Os magistrados, por exemplo, estrilaram com relatório do Coaf que aponta R$ 856 milhões em movimentações financeiras atípicas por parte de juízes e servidores do Judiciário. Disseram que a divulgação do estudo atentava contra a dignidade da magistratura e configurava quebra de sigilo fiscal. Conseguiram, por meio de liminar, bloquear investigações que corriam no âmbito do CNJ.
Este é o mais recente dos casos, mas de modo algum o único. Poucos anos atrás, funcionários municipais de São Paulo se rebelaram contra o prefeito porque ele decidira divulgar os salários de todos na internet.
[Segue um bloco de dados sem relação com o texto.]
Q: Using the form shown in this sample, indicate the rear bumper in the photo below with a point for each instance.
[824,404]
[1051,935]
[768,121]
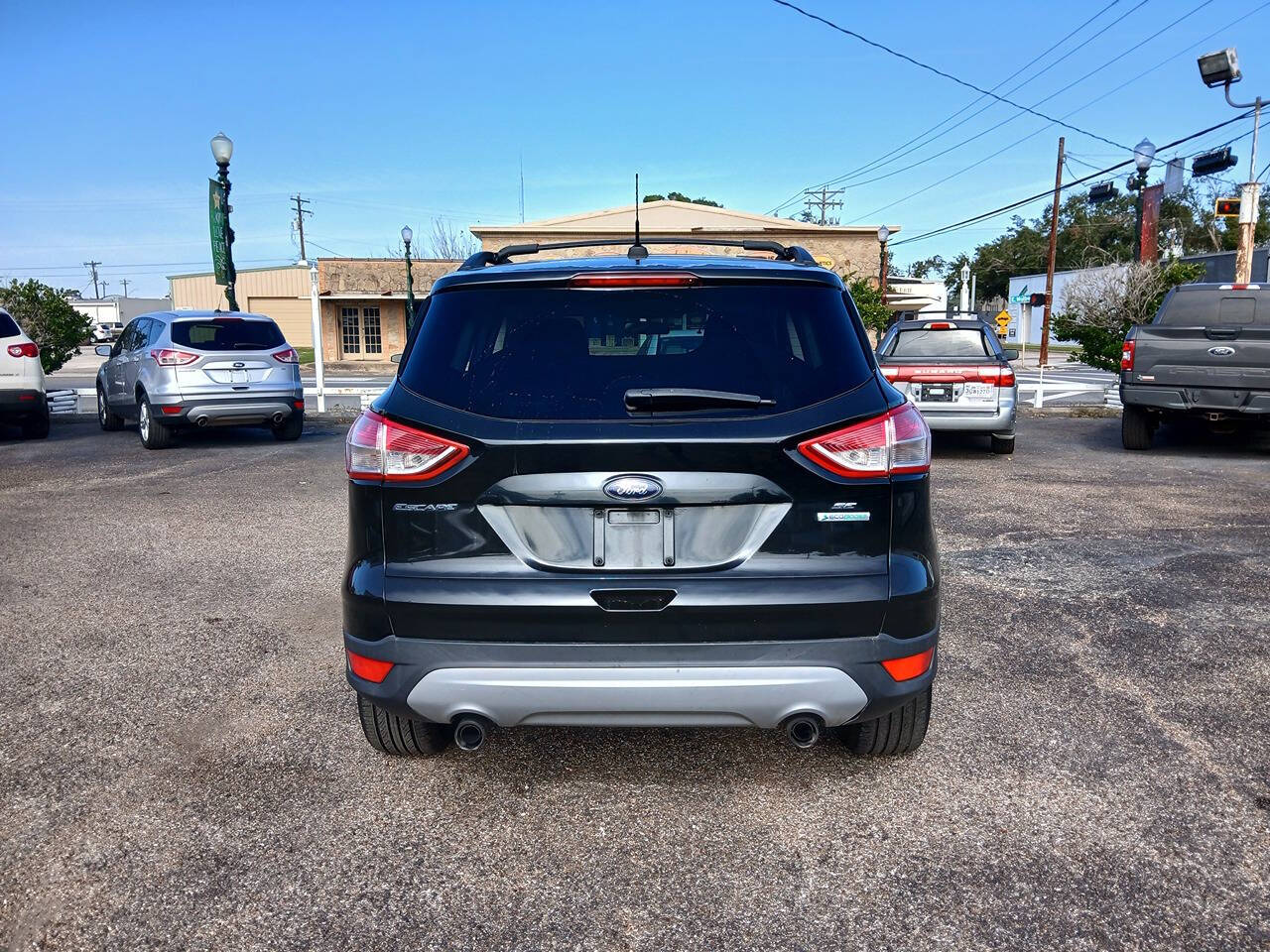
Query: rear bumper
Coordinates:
[1196,400]
[756,683]
[19,404]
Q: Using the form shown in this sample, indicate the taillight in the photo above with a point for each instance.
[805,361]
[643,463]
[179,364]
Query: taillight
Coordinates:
[368,667]
[897,442]
[1127,354]
[377,448]
[625,280]
[173,358]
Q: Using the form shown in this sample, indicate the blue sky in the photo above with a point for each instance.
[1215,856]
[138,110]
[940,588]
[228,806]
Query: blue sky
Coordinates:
[389,114]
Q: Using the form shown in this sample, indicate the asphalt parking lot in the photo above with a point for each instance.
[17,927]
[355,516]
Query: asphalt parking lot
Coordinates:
[183,770]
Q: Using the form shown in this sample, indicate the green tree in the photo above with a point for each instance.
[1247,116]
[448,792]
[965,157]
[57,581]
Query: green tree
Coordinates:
[48,318]
[867,298]
[1101,306]
[681,197]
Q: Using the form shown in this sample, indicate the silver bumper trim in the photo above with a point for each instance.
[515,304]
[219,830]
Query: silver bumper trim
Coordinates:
[760,697]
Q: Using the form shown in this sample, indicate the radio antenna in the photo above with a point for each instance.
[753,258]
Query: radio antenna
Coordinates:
[636,252]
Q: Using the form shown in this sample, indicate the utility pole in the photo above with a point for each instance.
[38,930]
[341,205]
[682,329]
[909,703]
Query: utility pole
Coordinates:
[826,199]
[91,267]
[300,221]
[1049,259]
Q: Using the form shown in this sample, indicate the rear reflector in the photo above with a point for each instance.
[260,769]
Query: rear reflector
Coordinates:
[368,667]
[897,442]
[377,448]
[910,666]
[173,358]
[625,280]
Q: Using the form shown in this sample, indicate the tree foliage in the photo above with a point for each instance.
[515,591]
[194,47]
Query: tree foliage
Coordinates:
[681,197]
[1098,307]
[45,313]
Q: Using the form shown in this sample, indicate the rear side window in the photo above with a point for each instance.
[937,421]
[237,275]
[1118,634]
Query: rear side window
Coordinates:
[1199,308]
[572,353]
[227,334]
[940,343]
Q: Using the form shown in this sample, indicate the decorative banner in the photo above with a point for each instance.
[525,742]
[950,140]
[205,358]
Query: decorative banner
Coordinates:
[216,220]
[1151,197]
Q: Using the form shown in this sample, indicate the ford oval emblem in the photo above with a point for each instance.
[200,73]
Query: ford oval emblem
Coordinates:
[633,488]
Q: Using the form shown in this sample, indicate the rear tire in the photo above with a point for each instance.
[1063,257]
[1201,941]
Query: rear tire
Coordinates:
[36,426]
[154,434]
[1137,428]
[291,428]
[109,421]
[897,733]
[400,737]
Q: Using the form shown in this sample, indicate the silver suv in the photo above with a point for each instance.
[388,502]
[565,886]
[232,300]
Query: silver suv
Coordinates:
[199,368]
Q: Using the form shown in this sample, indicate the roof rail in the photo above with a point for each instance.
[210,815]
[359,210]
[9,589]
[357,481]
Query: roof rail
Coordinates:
[792,253]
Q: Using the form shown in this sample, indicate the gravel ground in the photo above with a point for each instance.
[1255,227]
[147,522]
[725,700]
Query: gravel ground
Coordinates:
[182,766]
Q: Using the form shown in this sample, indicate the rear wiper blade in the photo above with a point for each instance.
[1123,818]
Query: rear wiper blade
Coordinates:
[686,399]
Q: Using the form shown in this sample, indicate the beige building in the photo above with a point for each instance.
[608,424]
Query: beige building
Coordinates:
[362,301]
[846,249]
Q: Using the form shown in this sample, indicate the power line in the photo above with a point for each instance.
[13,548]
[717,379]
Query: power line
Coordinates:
[1048,191]
[949,75]
[884,159]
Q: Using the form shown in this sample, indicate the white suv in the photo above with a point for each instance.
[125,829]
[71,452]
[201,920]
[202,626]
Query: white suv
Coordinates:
[22,381]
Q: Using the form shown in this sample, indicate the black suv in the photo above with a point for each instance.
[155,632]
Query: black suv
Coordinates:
[553,522]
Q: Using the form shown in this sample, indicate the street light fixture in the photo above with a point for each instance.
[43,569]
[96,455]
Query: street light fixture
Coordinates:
[883,236]
[407,235]
[1222,68]
[222,148]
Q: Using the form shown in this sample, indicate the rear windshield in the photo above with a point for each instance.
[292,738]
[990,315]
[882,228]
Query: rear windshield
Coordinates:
[227,334]
[572,353]
[1199,308]
[940,343]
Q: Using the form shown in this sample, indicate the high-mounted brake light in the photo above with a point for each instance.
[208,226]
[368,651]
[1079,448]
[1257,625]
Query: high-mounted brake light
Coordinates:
[911,665]
[377,448]
[625,280]
[368,667]
[897,442]
[173,358]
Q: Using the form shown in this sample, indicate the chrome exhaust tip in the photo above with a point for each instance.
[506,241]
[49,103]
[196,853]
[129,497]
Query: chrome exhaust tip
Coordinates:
[470,733]
[803,730]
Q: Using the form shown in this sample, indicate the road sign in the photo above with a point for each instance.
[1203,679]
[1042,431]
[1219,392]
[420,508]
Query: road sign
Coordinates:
[1227,208]
[216,221]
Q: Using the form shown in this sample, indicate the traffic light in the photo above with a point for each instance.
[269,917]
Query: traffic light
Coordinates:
[1227,208]
[1213,163]
[1102,191]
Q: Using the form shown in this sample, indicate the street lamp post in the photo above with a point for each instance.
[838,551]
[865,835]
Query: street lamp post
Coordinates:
[1143,155]
[1222,68]
[883,236]
[407,235]
[222,148]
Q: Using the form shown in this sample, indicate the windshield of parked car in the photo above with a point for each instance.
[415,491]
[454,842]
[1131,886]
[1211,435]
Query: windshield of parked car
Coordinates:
[940,343]
[574,353]
[227,334]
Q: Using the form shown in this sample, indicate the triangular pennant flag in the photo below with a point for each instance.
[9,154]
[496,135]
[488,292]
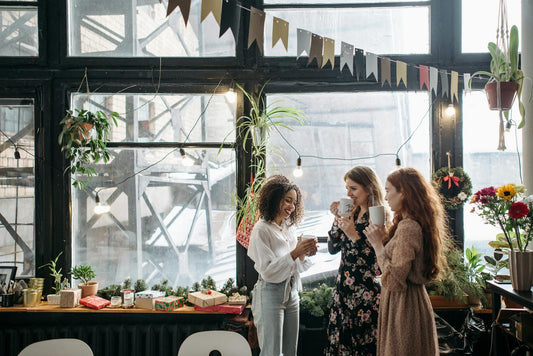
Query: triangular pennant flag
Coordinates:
[316,49]
[401,73]
[454,86]
[257,26]
[329,52]
[359,63]
[280,31]
[230,18]
[346,56]
[184,5]
[303,40]
[444,83]
[371,65]
[385,71]
[433,79]
[424,77]
[466,78]
[211,6]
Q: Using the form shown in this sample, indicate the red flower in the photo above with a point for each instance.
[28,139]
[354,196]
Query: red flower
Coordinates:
[518,210]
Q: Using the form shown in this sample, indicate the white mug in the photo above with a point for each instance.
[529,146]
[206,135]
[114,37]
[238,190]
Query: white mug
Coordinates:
[377,215]
[345,206]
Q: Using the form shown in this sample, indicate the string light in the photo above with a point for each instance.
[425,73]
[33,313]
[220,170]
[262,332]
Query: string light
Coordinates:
[185,160]
[100,208]
[298,170]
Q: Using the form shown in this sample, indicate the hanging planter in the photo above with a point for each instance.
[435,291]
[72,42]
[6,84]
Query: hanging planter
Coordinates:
[505,99]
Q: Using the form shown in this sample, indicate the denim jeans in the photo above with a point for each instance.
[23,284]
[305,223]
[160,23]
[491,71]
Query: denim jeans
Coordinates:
[277,322]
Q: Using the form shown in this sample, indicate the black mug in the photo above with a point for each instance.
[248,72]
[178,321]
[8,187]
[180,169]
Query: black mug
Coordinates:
[8,300]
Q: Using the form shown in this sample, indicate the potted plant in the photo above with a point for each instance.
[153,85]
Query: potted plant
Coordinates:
[83,138]
[59,282]
[505,76]
[85,273]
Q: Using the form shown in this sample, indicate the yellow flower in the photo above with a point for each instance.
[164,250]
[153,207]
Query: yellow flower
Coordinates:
[506,191]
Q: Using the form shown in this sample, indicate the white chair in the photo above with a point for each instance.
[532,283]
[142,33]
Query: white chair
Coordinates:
[57,347]
[228,343]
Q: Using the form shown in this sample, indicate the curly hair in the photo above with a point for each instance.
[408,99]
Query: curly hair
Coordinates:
[422,203]
[271,194]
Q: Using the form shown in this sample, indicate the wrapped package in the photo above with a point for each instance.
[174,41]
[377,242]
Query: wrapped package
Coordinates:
[207,298]
[94,302]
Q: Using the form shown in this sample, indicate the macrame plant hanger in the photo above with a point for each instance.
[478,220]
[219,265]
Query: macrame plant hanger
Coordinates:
[502,41]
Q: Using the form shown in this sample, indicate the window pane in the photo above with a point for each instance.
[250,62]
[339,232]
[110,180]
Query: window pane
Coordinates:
[340,127]
[485,165]
[480,23]
[18,32]
[165,117]
[17,185]
[115,29]
[166,221]
[377,30]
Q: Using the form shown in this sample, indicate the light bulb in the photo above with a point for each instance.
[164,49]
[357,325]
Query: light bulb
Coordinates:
[450,110]
[185,160]
[231,96]
[298,172]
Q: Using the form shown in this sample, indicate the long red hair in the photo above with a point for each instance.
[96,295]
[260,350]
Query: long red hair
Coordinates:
[422,203]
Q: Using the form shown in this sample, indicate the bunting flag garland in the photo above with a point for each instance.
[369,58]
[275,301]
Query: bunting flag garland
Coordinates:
[303,42]
[346,57]
[371,65]
[184,5]
[257,28]
[444,83]
[385,71]
[211,6]
[401,73]
[424,77]
[230,18]
[280,31]
[329,52]
[317,44]
[454,87]
[360,63]
[433,80]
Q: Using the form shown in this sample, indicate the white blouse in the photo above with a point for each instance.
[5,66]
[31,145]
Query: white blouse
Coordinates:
[270,249]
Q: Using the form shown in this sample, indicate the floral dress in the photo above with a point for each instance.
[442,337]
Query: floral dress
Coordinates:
[353,318]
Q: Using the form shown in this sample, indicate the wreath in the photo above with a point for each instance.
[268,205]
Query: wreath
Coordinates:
[453,185]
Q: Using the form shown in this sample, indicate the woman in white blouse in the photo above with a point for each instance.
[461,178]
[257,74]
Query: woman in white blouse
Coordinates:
[279,257]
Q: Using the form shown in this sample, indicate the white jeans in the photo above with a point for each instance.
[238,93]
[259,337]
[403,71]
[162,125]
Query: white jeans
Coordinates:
[277,322]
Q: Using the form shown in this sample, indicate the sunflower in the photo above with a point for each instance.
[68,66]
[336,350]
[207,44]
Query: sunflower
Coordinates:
[506,191]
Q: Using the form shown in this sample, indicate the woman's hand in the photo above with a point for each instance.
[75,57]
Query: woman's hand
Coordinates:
[307,247]
[347,225]
[375,235]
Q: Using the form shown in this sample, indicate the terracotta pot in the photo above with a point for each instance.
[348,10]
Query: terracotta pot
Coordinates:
[507,94]
[90,289]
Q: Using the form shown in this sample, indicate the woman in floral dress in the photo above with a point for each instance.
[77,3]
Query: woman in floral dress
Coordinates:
[353,318]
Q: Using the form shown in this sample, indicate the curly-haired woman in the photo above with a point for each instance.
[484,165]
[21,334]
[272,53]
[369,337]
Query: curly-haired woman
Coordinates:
[279,257]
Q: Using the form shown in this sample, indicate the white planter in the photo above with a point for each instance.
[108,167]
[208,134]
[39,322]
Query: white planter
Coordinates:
[53,299]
Voltando um pouco mais no tempo, respeitáveis vozes da sociedade civil atacavam a CPMF, o imposto do cheque, porque ela "violava o sigilo bancário", isto é, permitia às autoridades tributárias saber quanto (não em quê) cada contribuinte gastava.
A questão central aqui é que a tal da moralidade precisa de certas condições objetivas para materializar-se. Uma delas é transparência.
A ideia foi desenvolvida pelo filósofo Immanuel Kant, que, denunciando as "razões de Estado", enfatizou a necessidade de tornar públicas as ações do poder. Para Kant, fazê-lo não era apenas uma exigência política mas também moral. A mudança marca a passagem do Estado absolutista para o Estado de Direito.
Precisamos discutir sem hipocrisia em que grau desejamos impor a moralidade e quanto, em termos de redução das proteções à privacidade, estamos prontos a admitir.
Na linha do quem não deve não teme, eu abraçaria a solução nórdica. Na Suécia, na Noruega e na Finlândia, a tradição de transparência é tanta que as declarações de renda de todos os cidadãos são publicadas anualmente na rede. Ao que consta, as populações locais não se sentem violentadas pela medida.